Olympia, WA -(Ammoland.com)- The Washington Department of Fish and Wildlife (WDFW) has extended the deadline to apply for membership on the department’s Master Hunter Advisory Group (MHAG) through Jan. 9.
Dave Whipple, WDFW hunter education division manager, encourages certified master hunters in Washington – especially those on the east side of the state – to apply for six positions on MHAG coming open next year.
The initial application period ended Nov. 30.
“We have received a good number of applications from western Washington, but we’d like to hear from more master hunters on the east side,” Whipple said. “The advisory group is designed to represent master hunters statewide.”
The 15-member volunteer group advises WDFW on issues and opportunities affecting master hunters and the Master Hunter Permit Program (MHPP). Five newly appointed members will serve three-year terms, and one will serve a one-year term. All appointees must retain their certification status during their entire term.
The group’s bylaws state that at least two advisory group members should reside within each of the six WDFW administrative regions.
Applicants for membership on the advisory group are asked to explain 1) why they want to be a MHAG member, 2) what qualifies them to be a member, and 3) how they can help achieve the group’s goals.
Letters of interest must include contact information (phone numbers, email address, mailing address, county of residence, and include permission for WDFW to conduct a criminal background check, at no cost to them.

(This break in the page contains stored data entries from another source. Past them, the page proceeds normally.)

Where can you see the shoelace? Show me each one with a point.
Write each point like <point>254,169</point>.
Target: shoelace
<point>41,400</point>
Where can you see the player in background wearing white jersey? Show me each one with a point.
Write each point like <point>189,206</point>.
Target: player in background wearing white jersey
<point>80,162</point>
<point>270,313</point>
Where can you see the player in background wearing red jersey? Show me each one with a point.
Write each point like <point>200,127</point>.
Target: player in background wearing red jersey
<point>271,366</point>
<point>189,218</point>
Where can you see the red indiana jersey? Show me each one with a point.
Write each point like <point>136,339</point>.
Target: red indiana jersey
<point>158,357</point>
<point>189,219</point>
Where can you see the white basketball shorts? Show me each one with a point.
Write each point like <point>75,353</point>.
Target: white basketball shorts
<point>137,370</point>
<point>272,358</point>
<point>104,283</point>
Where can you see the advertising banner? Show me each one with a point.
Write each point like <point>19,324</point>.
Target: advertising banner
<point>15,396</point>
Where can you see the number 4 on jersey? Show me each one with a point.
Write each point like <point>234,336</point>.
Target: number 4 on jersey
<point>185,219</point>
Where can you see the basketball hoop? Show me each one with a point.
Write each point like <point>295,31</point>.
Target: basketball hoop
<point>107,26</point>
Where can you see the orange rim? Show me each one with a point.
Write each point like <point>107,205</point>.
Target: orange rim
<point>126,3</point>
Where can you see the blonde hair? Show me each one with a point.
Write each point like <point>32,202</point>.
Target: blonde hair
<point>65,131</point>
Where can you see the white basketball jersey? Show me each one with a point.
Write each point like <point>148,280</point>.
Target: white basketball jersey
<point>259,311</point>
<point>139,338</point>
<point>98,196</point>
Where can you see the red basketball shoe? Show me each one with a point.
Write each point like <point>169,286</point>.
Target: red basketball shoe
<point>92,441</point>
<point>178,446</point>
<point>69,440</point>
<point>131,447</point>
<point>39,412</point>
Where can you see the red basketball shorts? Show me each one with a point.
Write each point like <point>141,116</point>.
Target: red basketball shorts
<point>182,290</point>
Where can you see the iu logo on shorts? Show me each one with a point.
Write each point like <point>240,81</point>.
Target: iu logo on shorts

The letters should be sent to Tracy Loveless at [email protected] or to the Washington Department of Fish and Wildlife, Wildlife Program, Master Hunter Section, Attn: Tracy Loveless, 600 Capitol Way North, Olympia, WA 98501-1091.
Interested master hunters are advised to thoroughly review the MHPP webpage at http://wdfw.wa.gov/hunting/masterhunter/ .
The application process is open to all certified master hunters with no ongoing legal proceedings or convictions in the last 10 years under the state’s fish and wildlife enforcement code.
After letters of interest are reviewed, candidates may be contacted and interviewed by current members of the MHAG.
The MHAG meets at least four times per year, usually in Ellensburg. Members serve as volunteers and do not receive direct compensation, but mileage reimbursement is provided by WDFW to attend meetings. Members can expect to donate 75 to 100 hours of their time annually.